In Deutschland solle man sich nie vor einer Apotheke verabreden, beschreibt Werner den aus seiner Sicht bestehenden Überfluss: „Denn so werden Sie Ihre Lieben niemals pünktlich wiedersehen. Der eine steht dann vor der ‚Löwenapotheke‘, die andere vor der ‚Marienapotheke‘, der Dritte vor der ‚Apotheke am Rathaus‘.“ Es gebe einfach so unfassbar viele Apotheken. Man könne auch sagen: Mehr als nötig. „Bleiben Sie in irgendeiner deutschen Innenstadt mal auf dem Gehweg stehen, stellen Sie sich auf Ihrer Straßenseite mit dem Rücken zur Häuserzeile und dann wenden Sie Ihren Kopf einmal nach links und danach nach rechts. Fast immer klappt es: Sie entdecken in diesem Panorama irgendwo eine Apotheke. Wirklich!“

In Dänemark sei die Lage anders. Dort stünden die Kunden in den wenigen Apotheken, die es dort gebe, mitunter in Warteschlangen bis raus auf die Straße. Das kenne man in Deutschland so nur von Postfilialen in der Mittagszeit.
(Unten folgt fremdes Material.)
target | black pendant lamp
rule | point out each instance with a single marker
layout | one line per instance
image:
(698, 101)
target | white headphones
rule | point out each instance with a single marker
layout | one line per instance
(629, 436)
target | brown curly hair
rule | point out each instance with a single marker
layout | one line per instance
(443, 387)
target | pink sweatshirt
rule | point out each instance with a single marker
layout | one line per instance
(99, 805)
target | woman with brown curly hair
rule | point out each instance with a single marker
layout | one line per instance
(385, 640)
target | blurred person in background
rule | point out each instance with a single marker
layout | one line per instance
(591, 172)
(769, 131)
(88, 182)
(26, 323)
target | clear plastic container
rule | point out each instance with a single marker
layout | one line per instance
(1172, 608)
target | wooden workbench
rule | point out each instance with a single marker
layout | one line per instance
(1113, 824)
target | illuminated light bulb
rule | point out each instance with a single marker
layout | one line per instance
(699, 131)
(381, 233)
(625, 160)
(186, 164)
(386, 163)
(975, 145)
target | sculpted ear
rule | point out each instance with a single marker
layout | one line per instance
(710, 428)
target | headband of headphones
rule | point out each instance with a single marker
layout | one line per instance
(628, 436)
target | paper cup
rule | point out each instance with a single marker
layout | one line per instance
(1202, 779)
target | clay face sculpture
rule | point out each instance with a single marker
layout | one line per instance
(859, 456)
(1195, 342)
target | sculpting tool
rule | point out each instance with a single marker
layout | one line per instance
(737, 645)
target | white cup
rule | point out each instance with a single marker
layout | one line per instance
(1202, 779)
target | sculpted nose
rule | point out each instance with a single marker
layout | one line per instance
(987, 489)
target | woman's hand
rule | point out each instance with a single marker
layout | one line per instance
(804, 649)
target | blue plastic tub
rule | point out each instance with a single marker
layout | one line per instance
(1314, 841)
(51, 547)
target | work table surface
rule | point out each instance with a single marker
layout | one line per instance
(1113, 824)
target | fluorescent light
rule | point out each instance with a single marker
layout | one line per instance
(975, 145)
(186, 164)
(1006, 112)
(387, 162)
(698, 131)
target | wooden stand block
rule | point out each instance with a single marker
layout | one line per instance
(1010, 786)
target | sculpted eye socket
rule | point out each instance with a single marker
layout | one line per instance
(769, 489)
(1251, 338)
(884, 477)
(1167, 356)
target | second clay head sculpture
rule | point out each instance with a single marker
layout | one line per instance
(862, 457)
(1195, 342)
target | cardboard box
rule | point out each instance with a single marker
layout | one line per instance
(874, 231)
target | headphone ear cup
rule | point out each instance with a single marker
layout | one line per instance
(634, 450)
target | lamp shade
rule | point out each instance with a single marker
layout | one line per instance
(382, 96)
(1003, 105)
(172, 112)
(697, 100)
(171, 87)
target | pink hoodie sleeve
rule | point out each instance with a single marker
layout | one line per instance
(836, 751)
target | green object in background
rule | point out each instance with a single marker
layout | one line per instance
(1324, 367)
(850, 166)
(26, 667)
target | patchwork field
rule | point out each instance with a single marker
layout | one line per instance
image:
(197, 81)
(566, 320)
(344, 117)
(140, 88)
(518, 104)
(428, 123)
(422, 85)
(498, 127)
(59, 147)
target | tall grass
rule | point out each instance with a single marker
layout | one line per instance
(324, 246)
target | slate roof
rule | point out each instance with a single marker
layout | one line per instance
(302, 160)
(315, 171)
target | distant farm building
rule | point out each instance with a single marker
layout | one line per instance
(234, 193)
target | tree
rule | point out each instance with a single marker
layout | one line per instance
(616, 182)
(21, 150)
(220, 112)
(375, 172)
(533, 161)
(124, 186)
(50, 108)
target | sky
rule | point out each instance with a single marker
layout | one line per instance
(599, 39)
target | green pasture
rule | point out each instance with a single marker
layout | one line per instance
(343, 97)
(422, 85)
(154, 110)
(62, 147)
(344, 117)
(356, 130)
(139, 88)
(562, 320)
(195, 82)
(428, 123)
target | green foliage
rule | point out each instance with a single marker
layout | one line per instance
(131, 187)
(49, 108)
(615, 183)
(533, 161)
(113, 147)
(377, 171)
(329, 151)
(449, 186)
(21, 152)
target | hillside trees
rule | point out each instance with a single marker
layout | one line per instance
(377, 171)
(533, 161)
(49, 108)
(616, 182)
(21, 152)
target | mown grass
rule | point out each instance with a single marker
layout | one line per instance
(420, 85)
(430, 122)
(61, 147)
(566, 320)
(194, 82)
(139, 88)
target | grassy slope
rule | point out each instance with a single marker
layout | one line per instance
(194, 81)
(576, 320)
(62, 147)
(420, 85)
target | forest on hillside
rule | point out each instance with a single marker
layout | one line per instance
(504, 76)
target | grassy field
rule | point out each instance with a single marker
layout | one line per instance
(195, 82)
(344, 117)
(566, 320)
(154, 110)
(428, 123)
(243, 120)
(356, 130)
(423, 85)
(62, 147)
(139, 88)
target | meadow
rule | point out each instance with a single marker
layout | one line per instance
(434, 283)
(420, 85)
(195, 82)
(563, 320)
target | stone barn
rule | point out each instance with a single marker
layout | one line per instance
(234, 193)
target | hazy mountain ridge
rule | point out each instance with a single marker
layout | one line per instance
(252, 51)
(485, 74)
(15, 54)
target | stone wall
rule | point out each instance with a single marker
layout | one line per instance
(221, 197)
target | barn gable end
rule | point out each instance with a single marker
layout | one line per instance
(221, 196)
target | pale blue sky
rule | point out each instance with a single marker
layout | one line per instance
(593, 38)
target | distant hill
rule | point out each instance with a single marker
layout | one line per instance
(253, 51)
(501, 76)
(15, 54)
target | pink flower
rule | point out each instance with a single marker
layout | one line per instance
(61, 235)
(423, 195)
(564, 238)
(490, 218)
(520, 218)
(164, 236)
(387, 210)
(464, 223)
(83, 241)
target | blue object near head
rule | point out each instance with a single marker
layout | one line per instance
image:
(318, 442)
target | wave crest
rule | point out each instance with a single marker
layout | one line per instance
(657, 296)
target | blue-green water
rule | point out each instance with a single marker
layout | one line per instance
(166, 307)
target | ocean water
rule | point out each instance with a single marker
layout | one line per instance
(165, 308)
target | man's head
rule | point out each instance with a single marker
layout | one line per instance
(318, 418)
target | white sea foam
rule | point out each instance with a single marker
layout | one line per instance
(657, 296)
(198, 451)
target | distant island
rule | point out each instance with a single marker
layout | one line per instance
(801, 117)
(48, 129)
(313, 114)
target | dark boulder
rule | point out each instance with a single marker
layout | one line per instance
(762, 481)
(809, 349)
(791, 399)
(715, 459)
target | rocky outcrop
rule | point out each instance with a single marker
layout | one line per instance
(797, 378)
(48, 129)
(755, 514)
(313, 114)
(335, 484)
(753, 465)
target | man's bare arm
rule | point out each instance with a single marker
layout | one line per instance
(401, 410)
Bei diesem Apotheken-Überangebot in Städten schmerze es natürlich ganz besonders, wenn einem als Unternehmer dann der „Onlinehandel jung und frisch und frech dazwischen grätscht“. Die alteingesessenen Apotheken plakatierten deshalb immer mal wieder halb Deutschland zu und warnten vor dem Untergang ihrer schönen Welt: „Wenn wir Medikamente im Internet bestellen (was aus Kundensicht für viele eine sehr vernünftige, komfortable Sache ist), müssen ganz viele Apotheken schließen und dann gibt es keine Beratung mehr. Und keinen Notdienst.“

Als interessierter Verbraucher schätzt er das so ein: „Apotheken sterben nicht dort, wo es so wenige gibt, dass die Versorgung vor Ort gefährdet wäre. Sondern dort, wo es so viele gibt, dass sie sich schon heute gegenseitig kannibalisieren. Es würde ja reichen, wenn man beim 180-Grad-Blick in der Innenstadt nur noch eine, und nicht zwei oder drei Apotheken sehen könnte. Wie gesagt: aus Kundensicht.“ Bei einer Überversorgung mit Apotheken werde neue Konkurrenz (wie Onlineapotheken) aus Apothekersicht schnell zur Gefahr für die eigene Existenz. Gerade dann, wenn endlich bald mal digitale Rezepte Standard würden, die man dann ruckzuck online einreichen könne. „Schluss mit dem hinterwäldlerischen Zettelkram! Meine Güte! Unsere EU-Nachbarn lachen uns aus. Wirklich!“, so Werner.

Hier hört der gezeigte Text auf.